Here’s how residents can stock their fridges while simultaneously supporting local businesses.
Booze to go
Beer, wine and spirits manufacturers that are permitted to sell their products to-go may continue to do so, according to the state’s Liquor Enforcement Division, inspiring many to offer advance ordering and curbside pickup akin to their culinary counterparts.
And it’s a good thing they can, said Gavin Estes, director of operations for New Image Brewing Co. in Arvada.
“Honestly, we’d go out of business (if we couldn’t sell beer),” Estes said.
Though New Image has scaled back production to meet the needs of the service industry’s new normal, it’s packaging the majority of its beer into cans instead of kegs for easy takeaway.
It’s not alone. Ratio Beerworks in Denver, Bent Barley Brewing Co. in Aurora and Wibby Brewing in Longmont are just a few of the craft breweries now operating under “to-go” hours when customers can come curbside to pick up six-packs, crowlers or growlers of beer. Porch Drinking has the details on more than 200 breweries offering pickup; check with your local haunt to confirm their hours and offerings.
Most breweries ask customers to order in advance, either by phone or online, so it will be ready when they arrive. Drinkers must present a valid ID and no samples or tasters are offered while onsite.
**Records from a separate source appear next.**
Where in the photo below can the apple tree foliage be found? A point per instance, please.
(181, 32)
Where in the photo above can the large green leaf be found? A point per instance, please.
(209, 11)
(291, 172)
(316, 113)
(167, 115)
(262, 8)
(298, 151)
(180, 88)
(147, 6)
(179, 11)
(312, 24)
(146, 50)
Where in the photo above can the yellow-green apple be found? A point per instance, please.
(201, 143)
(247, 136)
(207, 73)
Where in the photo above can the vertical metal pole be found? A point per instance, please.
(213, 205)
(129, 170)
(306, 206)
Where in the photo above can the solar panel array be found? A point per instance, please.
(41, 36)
Wineries and wine bars are also getting in on the action. Bigsby’s Folly in Denver’s RiNo district is offering growler fills at a 50% discount, alongside its menu of food. RiNo’s Noble Riot recently resurfaced as a takeout fried chicken joint selling buckets of chicken, alongside meat and cheese boards, a burger and, of course, bottles of wine. You can even throw in a single roll of toilet paper ($4) if you’re running low.
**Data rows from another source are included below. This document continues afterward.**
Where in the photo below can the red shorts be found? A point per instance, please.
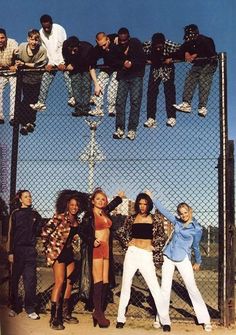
(102, 251)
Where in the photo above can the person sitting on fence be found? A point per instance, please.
(52, 37)
(59, 236)
(77, 56)
(95, 231)
(25, 225)
(107, 76)
(186, 237)
(199, 50)
(143, 237)
(30, 55)
(131, 60)
(8, 46)
(156, 51)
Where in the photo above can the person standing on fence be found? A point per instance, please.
(52, 37)
(131, 60)
(77, 56)
(156, 51)
(186, 237)
(105, 49)
(59, 236)
(25, 225)
(8, 46)
(30, 55)
(143, 237)
(200, 51)
(95, 233)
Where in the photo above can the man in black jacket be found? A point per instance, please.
(199, 50)
(131, 62)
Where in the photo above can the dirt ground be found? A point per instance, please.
(22, 325)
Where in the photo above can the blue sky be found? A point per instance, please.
(85, 18)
Keep in mind many liquor stores remain open as one of the essential services, alongside grocery stores and marijuana dispensaries.
If your favorite local brewery doesn’t offer beer in cans, consider calling Craft Alley in Denver. The retail bottle shop, which specializes in filling crowlers of Colorado craft beer, is ramping up delivery throughout the region and kicking an extra 10% of proceeds to the breweries.
The delivery area spans Parker to Broomfield and includes Denver’s surrounding suburbs, said co-owner Bryce Forester. The selection is almost as wide, with more than 60 breweries to choose from, plus a small selection of wine and spirits.
Craft Alley is open for those who want to order ahead and pickup at its location in Platt Park. One caveat: You won’t be allowed inside. Instead, the shop has opened a drive-thru-style window where customers can grab their order.
“The goal all along has been to make the smaller craft breweries more accessible and make it easier to get your hands on their beer,” Forester said.
That’s also the driving force behind a new initiative from Codi Manufacturing in Golden. Starting Wednesday, the company is offering its canning services and materials for free to breweries that still have beer in fermentation tanks that’s at risk of going bad. Sales manager Andrew Ferguson said the company is usually installing its machines around the world, but much of the business has been halted due to the coronavirus pandemic.
“We have spare people, spare equipment, and spare trucks,” Ferguson said. Breweries interested in the service can contact firstname.lastname@example.org.
Many alcohol delivery services, including Drizly and Minibar, are still operating as normal in Colorado, representatives for the companies confirmed to The Know — and drinkers are already putting them to good use. Drizly reports nationwide sales quadrupled the second week in March, leading to the service’s biggest day ever on March 15.